Department of Medical Imaging, Perth Children's Hospital, Nedlands, Perth, WA, 6009, Australia.
PathWest Neuropathology, Royal Perth Hospital, Perth, WA, 6000, Australia.
Childs Nerv Syst. 2023 Apr;39(4):857-861. doi: 10.1007/s00381-023-05836-0. Epub 2023 Jan 20.
Although the posterior fossa is a common location for paediatric brain tumours [1], diffuse glioma isolated to the cerebellum is an extremely rare imaging entity. Only two cases of isolated diffuse paediatric cerebellar glioma have been reported in the English language to the best of our knowledge [2, 3], and only one of these cases had a similar imaging phenotype to our cases [3]. Although somewhat similar to Lhermitte-Duclos (dysplastic gangliocytoma of the cerebellum), the appearances are distinct from other neoplastic entities of the paediatric posterior fossa. Clinical presentation and neurological examination findings are vital however to help differentiate other diffuse pathologies involving the cerebellum such as rhombencephalitis. Presented here are two diffuse cerebellar gliomas in children under the age of 3 with near identical imaging phenotypes demonstrating differing histological and molecular genetic profiles.

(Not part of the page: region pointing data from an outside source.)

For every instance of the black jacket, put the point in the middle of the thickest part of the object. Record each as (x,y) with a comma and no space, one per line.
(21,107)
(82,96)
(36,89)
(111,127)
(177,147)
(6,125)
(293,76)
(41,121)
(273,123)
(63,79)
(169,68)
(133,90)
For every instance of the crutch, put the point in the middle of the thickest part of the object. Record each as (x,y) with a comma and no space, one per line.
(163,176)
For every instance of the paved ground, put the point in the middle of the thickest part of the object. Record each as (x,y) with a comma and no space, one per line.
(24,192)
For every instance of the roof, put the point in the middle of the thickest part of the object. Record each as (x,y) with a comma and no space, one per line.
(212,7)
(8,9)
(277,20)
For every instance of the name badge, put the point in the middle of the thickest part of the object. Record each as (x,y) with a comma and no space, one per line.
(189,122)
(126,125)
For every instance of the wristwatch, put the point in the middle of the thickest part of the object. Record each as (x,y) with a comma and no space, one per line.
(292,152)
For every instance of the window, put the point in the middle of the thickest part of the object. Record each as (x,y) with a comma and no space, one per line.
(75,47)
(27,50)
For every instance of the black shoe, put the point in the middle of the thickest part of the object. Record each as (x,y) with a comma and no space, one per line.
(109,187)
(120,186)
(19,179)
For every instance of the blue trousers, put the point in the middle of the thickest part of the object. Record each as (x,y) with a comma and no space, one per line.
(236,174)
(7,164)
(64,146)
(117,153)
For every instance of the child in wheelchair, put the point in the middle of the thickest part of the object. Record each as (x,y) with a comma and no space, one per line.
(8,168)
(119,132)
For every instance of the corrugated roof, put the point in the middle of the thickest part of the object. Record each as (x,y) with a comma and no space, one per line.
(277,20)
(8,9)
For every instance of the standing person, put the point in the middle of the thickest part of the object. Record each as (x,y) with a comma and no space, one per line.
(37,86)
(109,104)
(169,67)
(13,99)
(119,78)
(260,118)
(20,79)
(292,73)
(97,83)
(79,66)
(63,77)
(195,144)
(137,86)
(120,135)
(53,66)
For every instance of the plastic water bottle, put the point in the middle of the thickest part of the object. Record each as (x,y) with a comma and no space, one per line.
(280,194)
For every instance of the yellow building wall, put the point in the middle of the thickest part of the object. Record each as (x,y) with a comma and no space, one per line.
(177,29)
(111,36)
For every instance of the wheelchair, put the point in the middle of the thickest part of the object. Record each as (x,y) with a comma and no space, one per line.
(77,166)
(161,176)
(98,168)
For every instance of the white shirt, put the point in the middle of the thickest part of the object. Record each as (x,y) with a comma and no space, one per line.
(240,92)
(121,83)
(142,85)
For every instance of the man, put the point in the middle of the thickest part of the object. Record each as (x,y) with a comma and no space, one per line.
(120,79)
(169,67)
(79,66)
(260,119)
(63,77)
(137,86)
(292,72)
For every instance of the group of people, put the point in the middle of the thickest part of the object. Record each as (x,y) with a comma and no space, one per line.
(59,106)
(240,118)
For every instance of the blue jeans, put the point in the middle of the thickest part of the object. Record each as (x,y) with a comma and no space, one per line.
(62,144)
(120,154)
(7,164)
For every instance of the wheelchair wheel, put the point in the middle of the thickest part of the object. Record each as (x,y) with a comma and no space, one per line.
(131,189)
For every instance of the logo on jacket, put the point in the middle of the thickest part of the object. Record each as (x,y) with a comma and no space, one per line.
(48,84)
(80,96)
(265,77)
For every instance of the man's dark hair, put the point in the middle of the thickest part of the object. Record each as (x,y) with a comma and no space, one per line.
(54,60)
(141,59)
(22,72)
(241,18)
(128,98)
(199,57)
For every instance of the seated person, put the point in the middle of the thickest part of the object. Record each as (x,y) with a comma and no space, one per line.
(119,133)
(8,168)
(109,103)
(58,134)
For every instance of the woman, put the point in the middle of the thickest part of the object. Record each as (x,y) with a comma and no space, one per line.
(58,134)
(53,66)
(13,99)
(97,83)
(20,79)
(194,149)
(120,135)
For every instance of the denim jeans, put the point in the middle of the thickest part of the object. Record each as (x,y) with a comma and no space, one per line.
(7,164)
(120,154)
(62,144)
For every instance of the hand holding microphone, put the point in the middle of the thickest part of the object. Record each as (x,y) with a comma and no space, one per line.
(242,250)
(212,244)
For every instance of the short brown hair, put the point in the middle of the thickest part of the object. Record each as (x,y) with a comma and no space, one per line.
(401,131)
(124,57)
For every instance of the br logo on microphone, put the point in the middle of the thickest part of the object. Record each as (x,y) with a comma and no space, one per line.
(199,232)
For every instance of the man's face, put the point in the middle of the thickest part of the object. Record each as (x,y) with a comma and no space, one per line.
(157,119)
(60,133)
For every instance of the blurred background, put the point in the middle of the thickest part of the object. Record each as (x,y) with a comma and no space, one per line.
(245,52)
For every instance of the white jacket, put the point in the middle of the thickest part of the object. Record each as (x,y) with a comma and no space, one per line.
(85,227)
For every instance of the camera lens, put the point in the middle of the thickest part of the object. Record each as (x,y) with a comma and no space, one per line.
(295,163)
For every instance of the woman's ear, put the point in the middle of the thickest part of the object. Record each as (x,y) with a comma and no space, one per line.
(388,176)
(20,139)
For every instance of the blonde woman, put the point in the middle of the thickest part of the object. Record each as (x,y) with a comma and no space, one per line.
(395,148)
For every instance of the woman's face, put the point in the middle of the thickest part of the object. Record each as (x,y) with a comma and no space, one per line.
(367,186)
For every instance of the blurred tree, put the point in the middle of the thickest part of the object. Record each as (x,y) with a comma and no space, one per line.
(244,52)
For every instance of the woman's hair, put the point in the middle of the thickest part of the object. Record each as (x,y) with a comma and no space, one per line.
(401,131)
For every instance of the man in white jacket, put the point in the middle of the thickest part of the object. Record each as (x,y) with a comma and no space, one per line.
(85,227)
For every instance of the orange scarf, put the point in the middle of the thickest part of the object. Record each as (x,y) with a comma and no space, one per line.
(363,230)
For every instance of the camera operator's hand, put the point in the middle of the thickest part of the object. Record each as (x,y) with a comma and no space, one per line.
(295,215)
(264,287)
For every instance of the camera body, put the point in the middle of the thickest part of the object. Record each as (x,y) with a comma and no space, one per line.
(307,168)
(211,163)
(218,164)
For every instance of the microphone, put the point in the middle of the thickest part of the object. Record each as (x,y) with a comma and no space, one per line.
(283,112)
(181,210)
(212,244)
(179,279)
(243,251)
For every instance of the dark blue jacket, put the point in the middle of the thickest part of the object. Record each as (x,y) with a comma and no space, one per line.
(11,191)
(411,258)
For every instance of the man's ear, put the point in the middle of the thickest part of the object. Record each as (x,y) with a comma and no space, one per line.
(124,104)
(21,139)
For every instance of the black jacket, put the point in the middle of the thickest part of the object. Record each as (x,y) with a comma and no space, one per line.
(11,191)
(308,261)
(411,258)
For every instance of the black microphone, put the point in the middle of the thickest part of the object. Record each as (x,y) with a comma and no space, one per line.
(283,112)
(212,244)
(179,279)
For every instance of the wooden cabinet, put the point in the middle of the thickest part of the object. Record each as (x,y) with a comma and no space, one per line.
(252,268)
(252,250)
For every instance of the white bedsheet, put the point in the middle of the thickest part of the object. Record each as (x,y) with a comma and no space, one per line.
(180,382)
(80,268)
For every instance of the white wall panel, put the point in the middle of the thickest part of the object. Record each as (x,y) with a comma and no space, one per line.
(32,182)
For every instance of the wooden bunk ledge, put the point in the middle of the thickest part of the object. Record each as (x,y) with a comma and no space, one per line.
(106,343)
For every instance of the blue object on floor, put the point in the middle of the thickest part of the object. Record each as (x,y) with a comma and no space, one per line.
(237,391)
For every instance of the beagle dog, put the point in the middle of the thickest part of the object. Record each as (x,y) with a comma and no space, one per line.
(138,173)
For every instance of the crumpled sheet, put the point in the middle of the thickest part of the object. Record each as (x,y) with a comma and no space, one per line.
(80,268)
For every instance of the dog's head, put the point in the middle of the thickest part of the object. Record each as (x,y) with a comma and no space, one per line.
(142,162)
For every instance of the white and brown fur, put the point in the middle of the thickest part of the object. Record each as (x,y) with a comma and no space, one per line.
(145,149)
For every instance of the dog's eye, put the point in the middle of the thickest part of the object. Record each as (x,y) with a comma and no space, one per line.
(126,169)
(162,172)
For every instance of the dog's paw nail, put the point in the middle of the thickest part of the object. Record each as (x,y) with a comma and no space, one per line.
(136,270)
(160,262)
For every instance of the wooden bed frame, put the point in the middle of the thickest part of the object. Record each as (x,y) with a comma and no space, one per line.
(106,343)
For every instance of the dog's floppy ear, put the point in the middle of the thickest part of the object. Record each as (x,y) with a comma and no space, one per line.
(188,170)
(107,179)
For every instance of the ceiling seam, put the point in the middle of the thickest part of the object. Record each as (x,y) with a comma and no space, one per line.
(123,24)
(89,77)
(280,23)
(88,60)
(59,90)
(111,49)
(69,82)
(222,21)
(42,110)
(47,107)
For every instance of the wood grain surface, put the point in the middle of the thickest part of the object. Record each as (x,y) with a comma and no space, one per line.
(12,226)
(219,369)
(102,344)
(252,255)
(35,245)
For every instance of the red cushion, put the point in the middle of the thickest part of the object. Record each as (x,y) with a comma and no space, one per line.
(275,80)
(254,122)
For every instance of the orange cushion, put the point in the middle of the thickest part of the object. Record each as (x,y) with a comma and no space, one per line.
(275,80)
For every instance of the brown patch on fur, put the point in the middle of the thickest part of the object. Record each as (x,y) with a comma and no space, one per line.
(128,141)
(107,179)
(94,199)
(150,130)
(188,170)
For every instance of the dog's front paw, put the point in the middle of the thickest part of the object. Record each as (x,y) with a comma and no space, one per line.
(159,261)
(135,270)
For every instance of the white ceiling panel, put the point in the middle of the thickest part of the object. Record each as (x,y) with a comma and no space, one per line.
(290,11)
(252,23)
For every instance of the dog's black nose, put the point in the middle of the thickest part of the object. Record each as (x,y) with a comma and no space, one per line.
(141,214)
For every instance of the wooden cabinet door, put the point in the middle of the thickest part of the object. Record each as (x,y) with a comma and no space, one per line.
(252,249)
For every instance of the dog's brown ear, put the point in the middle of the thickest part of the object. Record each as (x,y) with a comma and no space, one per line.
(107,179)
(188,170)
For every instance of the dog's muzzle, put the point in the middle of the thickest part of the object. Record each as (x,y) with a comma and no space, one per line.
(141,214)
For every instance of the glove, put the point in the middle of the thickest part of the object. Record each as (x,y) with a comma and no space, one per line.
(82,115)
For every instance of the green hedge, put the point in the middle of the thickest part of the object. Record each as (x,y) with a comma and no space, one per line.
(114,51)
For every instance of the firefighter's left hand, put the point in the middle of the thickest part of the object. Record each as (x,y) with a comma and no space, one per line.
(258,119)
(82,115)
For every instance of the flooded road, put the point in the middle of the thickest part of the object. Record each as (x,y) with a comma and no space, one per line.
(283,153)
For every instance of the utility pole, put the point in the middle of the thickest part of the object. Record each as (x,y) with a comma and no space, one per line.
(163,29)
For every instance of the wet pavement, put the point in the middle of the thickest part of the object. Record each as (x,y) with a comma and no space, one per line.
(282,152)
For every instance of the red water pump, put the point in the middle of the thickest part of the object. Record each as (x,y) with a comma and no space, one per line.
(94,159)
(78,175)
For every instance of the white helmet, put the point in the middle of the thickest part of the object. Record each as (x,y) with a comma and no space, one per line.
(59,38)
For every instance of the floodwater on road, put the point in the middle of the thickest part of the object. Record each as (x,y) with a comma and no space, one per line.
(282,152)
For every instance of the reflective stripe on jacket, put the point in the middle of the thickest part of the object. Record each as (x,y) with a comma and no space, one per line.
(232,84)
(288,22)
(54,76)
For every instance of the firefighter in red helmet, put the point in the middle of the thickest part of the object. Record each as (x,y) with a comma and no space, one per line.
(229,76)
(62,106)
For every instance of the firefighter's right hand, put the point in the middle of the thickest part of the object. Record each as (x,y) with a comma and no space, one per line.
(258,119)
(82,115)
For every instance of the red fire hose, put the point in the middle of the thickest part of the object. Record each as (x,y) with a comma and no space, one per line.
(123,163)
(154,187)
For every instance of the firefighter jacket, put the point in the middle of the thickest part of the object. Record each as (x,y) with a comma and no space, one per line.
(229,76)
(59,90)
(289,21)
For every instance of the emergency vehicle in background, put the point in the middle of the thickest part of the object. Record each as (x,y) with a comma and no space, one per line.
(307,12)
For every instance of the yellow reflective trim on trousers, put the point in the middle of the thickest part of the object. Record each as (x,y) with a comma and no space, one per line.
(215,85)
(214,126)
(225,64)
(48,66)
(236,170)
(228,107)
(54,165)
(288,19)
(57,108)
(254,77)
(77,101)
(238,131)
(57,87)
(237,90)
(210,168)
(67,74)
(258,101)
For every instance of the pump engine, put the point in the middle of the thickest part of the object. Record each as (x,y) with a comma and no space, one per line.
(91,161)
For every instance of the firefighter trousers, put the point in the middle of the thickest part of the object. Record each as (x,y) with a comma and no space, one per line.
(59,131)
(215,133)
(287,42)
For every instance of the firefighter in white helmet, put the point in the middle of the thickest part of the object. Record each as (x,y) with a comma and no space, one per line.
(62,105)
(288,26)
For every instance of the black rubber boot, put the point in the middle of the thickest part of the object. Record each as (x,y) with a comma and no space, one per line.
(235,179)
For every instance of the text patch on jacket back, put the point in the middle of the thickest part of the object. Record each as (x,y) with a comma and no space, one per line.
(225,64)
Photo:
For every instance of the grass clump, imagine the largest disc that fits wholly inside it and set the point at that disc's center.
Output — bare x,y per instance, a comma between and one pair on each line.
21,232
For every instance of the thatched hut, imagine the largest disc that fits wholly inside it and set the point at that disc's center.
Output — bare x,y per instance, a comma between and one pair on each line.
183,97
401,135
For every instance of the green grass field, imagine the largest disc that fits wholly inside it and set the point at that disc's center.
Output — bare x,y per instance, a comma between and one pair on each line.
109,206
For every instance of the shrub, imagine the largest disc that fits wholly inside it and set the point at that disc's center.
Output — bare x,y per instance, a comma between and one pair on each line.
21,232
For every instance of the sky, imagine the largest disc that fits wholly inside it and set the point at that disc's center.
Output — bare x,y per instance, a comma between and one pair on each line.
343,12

尽管后颅窝是小儿脑瘤的常见部位[1],但孤立性小脑弥漫性胶质瘤在影像学上极为罕见。据我们所知,英文文献中仅报道过两例孤立性小儿小脑弥漫性胶质瘤[2,3],而且只有一例与我们的病例具有相似的影像学表现[3]。尽管与 Lhermitte-Duclos 病(小脑发育不良性神经节细胞瘤)有些相似,但这些表现与小儿后颅窝的其他肿瘤实体明显不同。然而,临床表现和神经系统检查结果对于帮助鉴别累及小脑的其他弥漫性病变(如脑脊髓炎)非常重要。本文介绍了 2 例年龄均小于 3 岁的小儿弥漫性小脑胶质瘤,其影像学表现几乎完全相同,但组织学和分子遗传学特征不同。